Carpe Datum
Data Science for Life’s Big Questions
Preface
“[T]he most important questions of life are for the most part only problems of probability. It may even be said, strictly speaking, that almost all our knowledge is only probabilistic.”
— Pierre-Simon Laplace
Caveat
This book is an incomplete draft of a work in progress being developed as lecture notes for an online course. Content is provisional, contingent, and possibly wrong, but always well intended.
Guiding principles in this book
Question-driven
Because the presentation of topics in this book is question-driven rather than method-driven, this coursebook has some idiosyncracies. Some topics that might be considered rather basic may be omitted, while some topics that are typically considered as advanced will get (a simplified) treatment.
No proofs
As a mathematical subject, statistics is often taught with derivation and proof using definitions, simple assumptions, and the logic of algebra and calculus. Mathematical formulas are the standard language of statistics. This approach to learning is powerful if the math supports rather than gets in the way of understanding. However, for many learners, the math obscures rather than clarifies, and another way–using demonstrations and simulations–might enable understanding, as Johnson & Johnson once said, without tears.
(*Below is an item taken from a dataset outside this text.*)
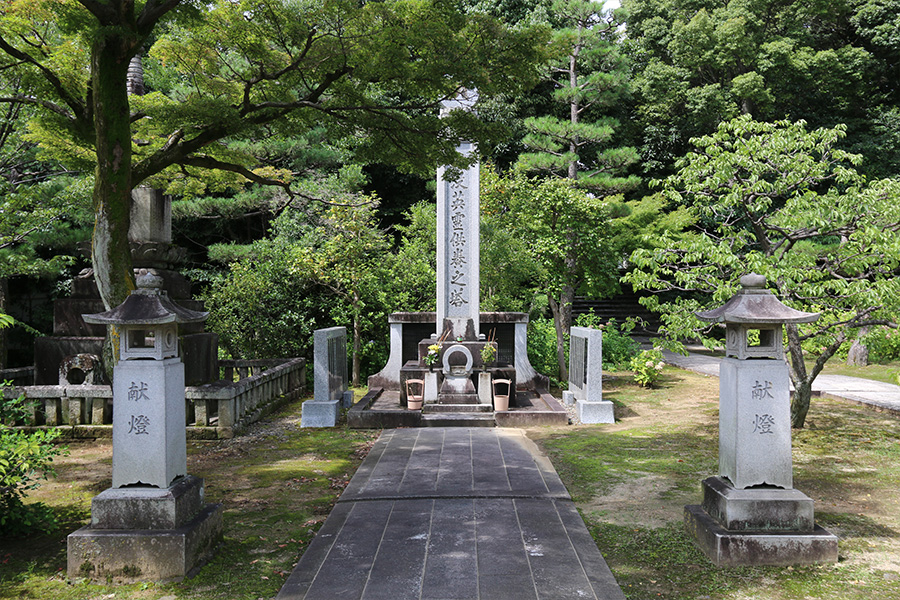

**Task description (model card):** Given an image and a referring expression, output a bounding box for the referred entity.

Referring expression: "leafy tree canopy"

Now, demonstration of an example of two is not a proof. Here is a false proof that all odd numbers are prime: 1 is prime, 3 is prime, 5 is prime… all odd numbers are prime! In fact, 9 is a counterexample that disproves the claim. That said, many repeated experiments can sometimes be convincing even in the absence of proof. For example, I can prove to you that if you take any whole number (e.g., 1, 2, 3, 7, 21, 118, 8675309), multiply it by 9, and then sum the individual digits of that resulting product, that the sum itself will be a multiple of 9
Example:
7 * 9 = 63; 6 + 3 = 9.
21 * 9 = 189; 1 + 8 + 9 = 18.
An elegant and simple proof can be constructed (one way uses modular arithmetic), but if you try it out yourself enough times, you won’t need the proof to be convinced. Twice, by the way, is probably not be enough! You could, however, write a computer program to test this equality a thousand times using a thousand (or a million!) random whole numbers. This is called a computer simulation. Still not a proof, but it can be convincing under the right circumstances.
Now problems like this one about multiples of 9 are often used to teach proof technique rather than to encode cute number-facts in memory. And indeed, for training statisticians, a rigorous mathematical presentation is important. So, for that matter, is computer simulation. For most users of this book, intuition and understanding are the priority, and the ability to derive formulas is not necessary. We will, in due course, bring out some computer simulations.